The 46th Tokyo Motor Show’s Future Expo area will give visitors a sneak peek at vehicles and technology that may affect their lives in the coming years across a variety of areas. The sectors represented include travel, city life, sports, tourism and sustainable energy, among others.
Motor show visitors will enter the futuristic expo through a tunnel, where virtual characters will greet and guide them along the way. Emerging from the tunnel, guests will see cast members aboard mobility devices of the near future.
Visitors can glimpse for themselves the possibilities travel holds. Representations of fully autonomous cars, expected to be standard by 2030, will be on display. Since driving will no longer be required, Panasonic Corp.’s SPACe_L concept shows how people could spend their increased leisure time while getting to their destinations. This car can change its interior based on various modes, such as “Business” or “Entertainment.” Nissan Motor Co. will exhibit its Energy Home system that integrates the Nissan LEAF auto and the home, allowing for energy to be shared between the two. Visitors can see how energy from the car and solar panels can power appliances.
Sports in the coming years will also see changes in the way they are broadcast, viewed and judged as communications technology evolves and data analysis becomes more advanced. NTT Corp. plans to showcase its Kirari! immersive telepresence technology, designed to transmit and reproduce the “entirety” of a sporting venue with added visual effects and enhancements, providing an ultra-realistic experience.
Fujitsu Ltd. aims to improve sports through information and communication technology. One system uses 3D sensing technology in its support system for gymnastics judges. Created to allow judges to more fairly and accurately assess competing athletes, it uses lasers to follow the athletes’ positions as they compete on various equipment.
The data from the lasers allows the system to render 3D models of competitors. Software then compares the images to a database of stored movements, identifying the move’s group and difficulty, allowing the system to produce a score based on how well the athlete matches the database.
Tourism can also expect to see major shifts, especially in rural areas. Coming technologies may include NEC’s facial recognition technology that will identify shoppers and process purchases based on consumer identification. East Japan Railway Co. hopes to expand its robots that can provide information in multiple languages to tourists from around the world.
Societies of the future are expected to be built with the support of space technology, and some of that will also be on display in the Future Expo exhibition. The Japan Aerospace Exploration Agency (JAXA) and Toyota Motor Corp. have developed a pressurized lunar rover. The rover, built using fuel cell technology, is expected to make further manned space explorations possible. Working in conjunction with JAXA, ispace is working on the research and development of a lunar probe. The probe is being built under the premise that it can research the possibilities developing the moon’s resources.

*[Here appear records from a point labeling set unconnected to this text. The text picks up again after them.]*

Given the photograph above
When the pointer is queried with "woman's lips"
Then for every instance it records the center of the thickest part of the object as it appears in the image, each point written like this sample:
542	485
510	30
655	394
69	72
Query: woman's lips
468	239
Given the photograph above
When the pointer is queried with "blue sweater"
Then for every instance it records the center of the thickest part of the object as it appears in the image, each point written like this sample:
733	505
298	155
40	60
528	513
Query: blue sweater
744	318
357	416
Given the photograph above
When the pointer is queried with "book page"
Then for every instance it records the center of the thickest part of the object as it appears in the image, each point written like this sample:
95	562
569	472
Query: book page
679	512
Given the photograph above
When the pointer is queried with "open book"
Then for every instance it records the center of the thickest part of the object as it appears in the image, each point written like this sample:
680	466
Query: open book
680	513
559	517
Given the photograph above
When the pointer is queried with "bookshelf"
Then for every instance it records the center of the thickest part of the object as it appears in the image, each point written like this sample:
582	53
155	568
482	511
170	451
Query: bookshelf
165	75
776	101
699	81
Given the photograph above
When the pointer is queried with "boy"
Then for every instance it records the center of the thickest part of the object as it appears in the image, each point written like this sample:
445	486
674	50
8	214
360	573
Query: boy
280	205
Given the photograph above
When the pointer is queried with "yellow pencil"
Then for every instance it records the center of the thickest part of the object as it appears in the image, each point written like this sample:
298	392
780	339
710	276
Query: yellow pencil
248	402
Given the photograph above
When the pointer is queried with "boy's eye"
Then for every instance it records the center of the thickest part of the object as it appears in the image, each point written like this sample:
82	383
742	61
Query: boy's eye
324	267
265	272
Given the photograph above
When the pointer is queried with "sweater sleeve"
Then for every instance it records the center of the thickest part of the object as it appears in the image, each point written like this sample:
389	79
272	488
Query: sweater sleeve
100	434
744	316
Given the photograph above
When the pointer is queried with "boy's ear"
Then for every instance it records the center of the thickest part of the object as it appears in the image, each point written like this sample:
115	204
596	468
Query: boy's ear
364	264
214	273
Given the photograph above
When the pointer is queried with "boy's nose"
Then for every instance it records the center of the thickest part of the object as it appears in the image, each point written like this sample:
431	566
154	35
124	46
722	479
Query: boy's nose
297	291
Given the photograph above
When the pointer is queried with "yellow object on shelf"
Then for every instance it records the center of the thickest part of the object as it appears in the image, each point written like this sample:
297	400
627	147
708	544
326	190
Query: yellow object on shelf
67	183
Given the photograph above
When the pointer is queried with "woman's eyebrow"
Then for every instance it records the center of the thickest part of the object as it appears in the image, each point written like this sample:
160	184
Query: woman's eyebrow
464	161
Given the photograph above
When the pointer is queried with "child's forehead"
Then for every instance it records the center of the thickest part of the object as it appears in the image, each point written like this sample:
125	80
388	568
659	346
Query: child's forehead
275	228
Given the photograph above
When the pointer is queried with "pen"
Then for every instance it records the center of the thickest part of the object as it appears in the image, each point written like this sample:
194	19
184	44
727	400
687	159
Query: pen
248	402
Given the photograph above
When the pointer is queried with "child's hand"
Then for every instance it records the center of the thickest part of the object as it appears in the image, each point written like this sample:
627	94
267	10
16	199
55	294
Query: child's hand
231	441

In addition to serious projects, there are also some lighthearted ones, including information about the G-Satellite project. Under the idea of promoting the 2020 Olympic Games, a small satellite containing two figurines from the “Mobile Suit Gundam” anime series, Gundam and Char’s Zaku, will be launched into space.
The satellite’s onboard camera will take pictures of the figures, as well as a tiny electronic bulletin board that will be used to share messages in multiple languages with athletes. The pictures will then be posted to social media. The expo plans to share information about this project, as well as hold panel discussions.
In addition to the very latest models, ideas and concept cars, the 2019 Tokyo Motor Show offers a truly unique and exciting preview into the possible technology, society and lives of the near future.